WAL-MART PRODUCE GOING UP FRONT AND ETHNIC
BENTONVILLE, Ark. -- Wal-Mart Stores here has moved produce to the front of more than 125 supercenters as part of a greater commitment to the department and to boosting sales.The chain has also begun to act on a plan to remerchandise the produce departments with a bent toward ethnic and regional preferences."We absolutely believe that [these moves] will have a great impact on sales," Nick White, executive
December 16, 1996
RALPH RAIOLA
BENTONVILLE, Ark. -- Wal-Mart Stores here has moved produce to the front of more than 125 supercenters as part of a greater commitment to the department and to boosting sales.

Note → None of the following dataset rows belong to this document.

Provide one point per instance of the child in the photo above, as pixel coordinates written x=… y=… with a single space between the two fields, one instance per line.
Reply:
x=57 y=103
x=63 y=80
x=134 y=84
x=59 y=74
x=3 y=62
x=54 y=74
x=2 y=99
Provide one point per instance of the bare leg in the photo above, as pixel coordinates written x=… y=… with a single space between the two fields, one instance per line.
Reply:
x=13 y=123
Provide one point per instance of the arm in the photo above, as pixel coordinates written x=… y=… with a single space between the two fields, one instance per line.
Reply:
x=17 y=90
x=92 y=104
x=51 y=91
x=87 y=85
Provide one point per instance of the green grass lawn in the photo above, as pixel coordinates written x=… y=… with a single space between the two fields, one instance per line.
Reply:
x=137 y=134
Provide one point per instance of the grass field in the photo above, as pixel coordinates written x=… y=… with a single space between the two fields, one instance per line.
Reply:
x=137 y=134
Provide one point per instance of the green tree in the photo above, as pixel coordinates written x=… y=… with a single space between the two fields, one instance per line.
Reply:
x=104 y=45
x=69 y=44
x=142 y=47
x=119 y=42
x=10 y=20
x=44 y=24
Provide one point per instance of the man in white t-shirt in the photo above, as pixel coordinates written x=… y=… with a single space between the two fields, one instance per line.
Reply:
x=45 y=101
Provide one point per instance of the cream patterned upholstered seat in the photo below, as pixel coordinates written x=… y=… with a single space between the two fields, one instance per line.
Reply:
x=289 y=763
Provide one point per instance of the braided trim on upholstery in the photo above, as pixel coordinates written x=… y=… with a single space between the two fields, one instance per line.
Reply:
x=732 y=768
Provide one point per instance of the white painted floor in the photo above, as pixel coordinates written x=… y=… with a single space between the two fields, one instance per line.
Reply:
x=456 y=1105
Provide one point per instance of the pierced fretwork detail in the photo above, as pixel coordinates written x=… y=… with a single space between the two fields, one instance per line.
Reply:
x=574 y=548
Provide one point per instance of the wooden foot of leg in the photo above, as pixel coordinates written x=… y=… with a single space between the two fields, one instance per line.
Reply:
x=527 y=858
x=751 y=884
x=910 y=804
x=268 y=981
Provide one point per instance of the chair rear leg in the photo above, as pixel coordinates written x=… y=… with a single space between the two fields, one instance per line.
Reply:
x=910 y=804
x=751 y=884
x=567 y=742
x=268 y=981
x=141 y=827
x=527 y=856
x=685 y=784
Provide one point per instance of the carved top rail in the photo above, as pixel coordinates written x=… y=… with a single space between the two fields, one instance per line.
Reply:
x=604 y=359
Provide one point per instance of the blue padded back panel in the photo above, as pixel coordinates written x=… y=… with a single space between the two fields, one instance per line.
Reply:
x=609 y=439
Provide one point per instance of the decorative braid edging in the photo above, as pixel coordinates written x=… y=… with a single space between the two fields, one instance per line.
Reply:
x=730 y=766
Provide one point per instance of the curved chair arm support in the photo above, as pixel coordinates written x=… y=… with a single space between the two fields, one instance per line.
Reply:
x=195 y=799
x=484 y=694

The chain has also begun to act on a plan to remerchandise the produce departments with a bent toward ethnic and regional preferences.
"We absolutely believe that [these moves] will have a great impact on sales," Nick White, executive vice president for supercenters, told SN.
In existing stores, the chain has been changing the layouts to get produce up front, while the strategy is being built into the design of new stores, White said.
"We're locating produce at the front of all of our stores with the exception of the smallest ones," he explained. "To go back and retrofit all our stores is not in our interest at this point."
While stepping up the regional, ethnic and even economic awareness of the department is more of a philosophical change, it does involve some reworking of the product mix, White said.
This new twist in ethnic and regional emphasis is a product of monthly consumer focus groups that allow consumers to voice their opinions regarding how the stores provide for local communities, White said.
"We've just given it more emphasis in 1996, and we'll give it more emphasis in 1997," White said. "We continue to stress regionally correct, ethnically correct and economically correct merchandising."
The chain is not necessarily expanding the departments to accommodate this philosophy, and stores must work with what they have, he added. "We may have to reduce the amount of space we use with the regular [produce] program."
White said the most involved part of the program is figuring out what consumers are looking for, and then acquiring those products. The effort is worth it, he said, when you consider the alternative. "If you don't have it, they'll find it somewhere else."
Stores are not likely to carry specific products unless they are in great demand by consumers in the neighborhood. "We've got to have a big enough following [to stock a product]," White said.
Aside from the monthly focus groups, Wal-Mart is using its regional buyers in each of the chain's warehouses as another effective way to keep up with what consumers are calling for. Regional buyers are given 80 to 100 stores to cover, which White believes allows them to remain up to date on consumers' needs.